Sunday, May 10, 2020

Russian Scholars Say Punished Peoples Should Not Be Called ‘Deported’


Paul Goble

            Staunton, May 9 – The issue of the peoples who were forcibly resettled by Stalin remains a most sensitive one even though there is no agreement on the precise number. Some authors speak of nine, others of 11 or 14, and some, counting sub-ethnoses, social strata, and religious groups, as many as 61.

            But even the best Russian scholars, reflecting political pressure from the Kremlin to present Stalin’s actions in the most favorable light, are now adding to the problem by preferring to avoid calling these nations “punished” as Robert Conquest famously did and speaking of them more neutrally as forcibly resettled as were many Soviet citizens during World War II.

            That shift has moral, ideological and legal consequences. By shifting attention from the paranoia behind the deportations and the deadly manner in which they were carried out, it reduces these crimes to wartime necessities thereby letting the Soviet system off the hook, and even more, it justifies ignoring Russian laws calling for full rehabilitation of these nations.

            Not surprisingly, journalists have casually elided the punished peoples and those Soviet citizens who were moved about by the Stalin regime because of the war. (For a discussion of one example, see windowoneurasia2.blogspot.com/2020/05/many-soviet-citizens-resettled-during.html.)

            But now it is being supported by leading scholars, including Nikolay Bugay of the Institute of Russian History of the Russian Academy of Sciences who did yeoman work in the 1990s exposing the crimes that were inflicted upon the punished peoples in the North Caucasus. Now he prefers not to talk about the fate of these peoples in that way.

            In an interview conducted by the editor of the Nazaccent portal and published under the title “’Punished’ for Betrayal or Punished for ‘Betrayal’?” Bugay now says that he “in no way is justifying these measures, but under conditions of war, the most important thing was the preservation of the state” (nazaccent.ru/content/33056-rasstavit-kavychki.html).

            “On the eve of the Great Fatherland War in the USSR, a complicated situation had emerged,” Bugay says. “One part of society supported the existing system; [but] another part was dissatisfied with the system established by Soviet power.
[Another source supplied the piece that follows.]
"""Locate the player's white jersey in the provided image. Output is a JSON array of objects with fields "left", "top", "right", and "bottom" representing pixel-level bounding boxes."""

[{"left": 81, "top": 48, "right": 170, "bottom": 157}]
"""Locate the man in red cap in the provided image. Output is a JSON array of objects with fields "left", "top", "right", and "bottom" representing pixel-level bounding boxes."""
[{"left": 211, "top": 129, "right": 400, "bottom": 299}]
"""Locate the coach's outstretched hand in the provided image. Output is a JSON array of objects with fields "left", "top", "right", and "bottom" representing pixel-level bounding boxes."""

One of the measures became resettlement to which 3.5 million representatives of ethnic minorities were subject to.”

            The negative attitudes of these peoples toward the Soviet system manifested in various ways, including high levels of desertion, the Moscow scholar continues, convinced Stalin that they had to be moved away from the front lest they become a fifth column in the rear of Soviet forces.

            Because of wartime conditions, their removal was often brutal and they were deposited in places where there were no facilities at all. Nonetheless and despite this brutality, Bugay says that he “prefers to use the term ‘resettlement’ than ‘the deportation of peoples” given that Russian historians of law argue for that approach.
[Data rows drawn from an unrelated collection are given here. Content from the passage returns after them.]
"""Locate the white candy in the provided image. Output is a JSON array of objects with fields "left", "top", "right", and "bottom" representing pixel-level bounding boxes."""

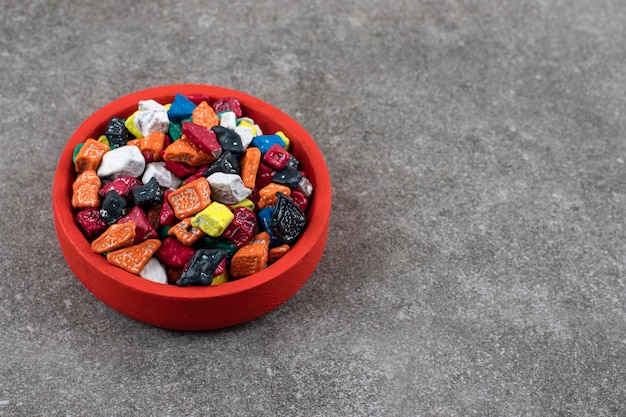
[
  {"left": 141, "top": 162, "right": 182, "bottom": 188},
  {"left": 139, "top": 258, "right": 167, "bottom": 284},
  {"left": 296, "top": 177, "right": 313, "bottom": 198},
  {"left": 220, "top": 110, "right": 237, "bottom": 130},
  {"left": 97, "top": 146, "right": 146, "bottom": 179},
  {"left": 235, "top": 126, "right": 254, "bottom": 149},
  {"left": 134, "top": 105, "right": 170, "bottom": 138},
  {"left": 138, "top": 99, "right": 167, "bottom": 112},
  {"left": 207, "top": 172, "right": 252, "bottom": 204}
]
            Moreover, the historian argues, “the term ‘deportation’ does not always reflect the essence of events” which were that peoples were moved “within the borders of one country taking into account the interests of the state and war when a stable situation in the rear was needed.”
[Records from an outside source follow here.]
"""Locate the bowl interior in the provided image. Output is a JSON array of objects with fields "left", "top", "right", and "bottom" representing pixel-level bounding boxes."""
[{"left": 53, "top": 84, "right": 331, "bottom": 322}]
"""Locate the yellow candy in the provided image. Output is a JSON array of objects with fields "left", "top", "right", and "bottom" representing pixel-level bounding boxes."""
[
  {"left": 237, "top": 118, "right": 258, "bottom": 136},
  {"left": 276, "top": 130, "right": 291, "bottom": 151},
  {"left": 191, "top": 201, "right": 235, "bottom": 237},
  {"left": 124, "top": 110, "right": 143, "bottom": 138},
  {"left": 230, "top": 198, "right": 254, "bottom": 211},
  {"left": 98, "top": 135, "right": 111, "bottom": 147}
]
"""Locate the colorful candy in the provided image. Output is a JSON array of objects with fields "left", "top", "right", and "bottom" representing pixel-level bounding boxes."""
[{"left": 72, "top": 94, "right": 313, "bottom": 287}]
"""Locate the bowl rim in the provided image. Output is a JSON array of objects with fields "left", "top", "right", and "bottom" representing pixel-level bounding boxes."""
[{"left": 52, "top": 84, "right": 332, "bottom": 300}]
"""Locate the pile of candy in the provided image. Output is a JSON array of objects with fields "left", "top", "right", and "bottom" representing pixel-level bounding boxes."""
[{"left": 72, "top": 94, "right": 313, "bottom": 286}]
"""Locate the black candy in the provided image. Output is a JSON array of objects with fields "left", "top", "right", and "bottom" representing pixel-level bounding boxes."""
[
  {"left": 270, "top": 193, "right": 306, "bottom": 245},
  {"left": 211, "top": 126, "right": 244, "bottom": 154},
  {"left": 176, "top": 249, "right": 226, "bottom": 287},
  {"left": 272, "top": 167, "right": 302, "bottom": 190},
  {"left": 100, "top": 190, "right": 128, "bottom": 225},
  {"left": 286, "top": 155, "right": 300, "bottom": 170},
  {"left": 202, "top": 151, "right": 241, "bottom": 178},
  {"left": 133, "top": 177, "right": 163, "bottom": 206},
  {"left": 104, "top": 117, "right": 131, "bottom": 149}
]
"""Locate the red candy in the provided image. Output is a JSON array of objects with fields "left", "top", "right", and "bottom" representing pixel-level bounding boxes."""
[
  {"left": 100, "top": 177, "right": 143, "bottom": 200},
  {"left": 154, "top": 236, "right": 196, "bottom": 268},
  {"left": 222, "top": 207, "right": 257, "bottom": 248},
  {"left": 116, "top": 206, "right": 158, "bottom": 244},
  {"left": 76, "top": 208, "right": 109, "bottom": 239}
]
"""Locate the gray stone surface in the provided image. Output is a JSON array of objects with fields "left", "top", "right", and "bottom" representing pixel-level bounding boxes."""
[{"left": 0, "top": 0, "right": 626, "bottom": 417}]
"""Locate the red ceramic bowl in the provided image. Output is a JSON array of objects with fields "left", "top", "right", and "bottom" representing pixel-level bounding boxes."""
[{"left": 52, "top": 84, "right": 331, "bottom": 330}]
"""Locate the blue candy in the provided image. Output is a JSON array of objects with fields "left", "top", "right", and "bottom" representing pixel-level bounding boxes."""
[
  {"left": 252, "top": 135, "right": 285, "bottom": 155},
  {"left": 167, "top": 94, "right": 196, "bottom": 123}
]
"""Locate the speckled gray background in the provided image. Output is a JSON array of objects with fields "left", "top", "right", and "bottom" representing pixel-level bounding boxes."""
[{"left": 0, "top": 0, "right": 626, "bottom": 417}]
            In the 1990s, when people were seeking to overcome the consequences of Soviet rule and when the RSFSR adopted its law “On the rehabilitation of repressed peoples,” no one considered these legal niceties. But they do matter and should inform how scholars and others discuss this issue in the future.

            Many of those whose ancestors were deported will reject this linguistic sleight of hand, seeing it for what it is, an effort to excuse an action that has been condemned by people of good will for more than half a century.  But the penetration of this vocabulary into the works of one of the best Russian historians is worrisome for three reasons.

            First, it shows just how strong the Kremlin’s ideological pressure on this point has become over some scholars. Second, it suggests that Moscow will be even less willing now than in the past to live up to the terms of the law on repressed peoples. And third, it points to a further whitewashing of the crimes of Stalin and the Soviet system more generally.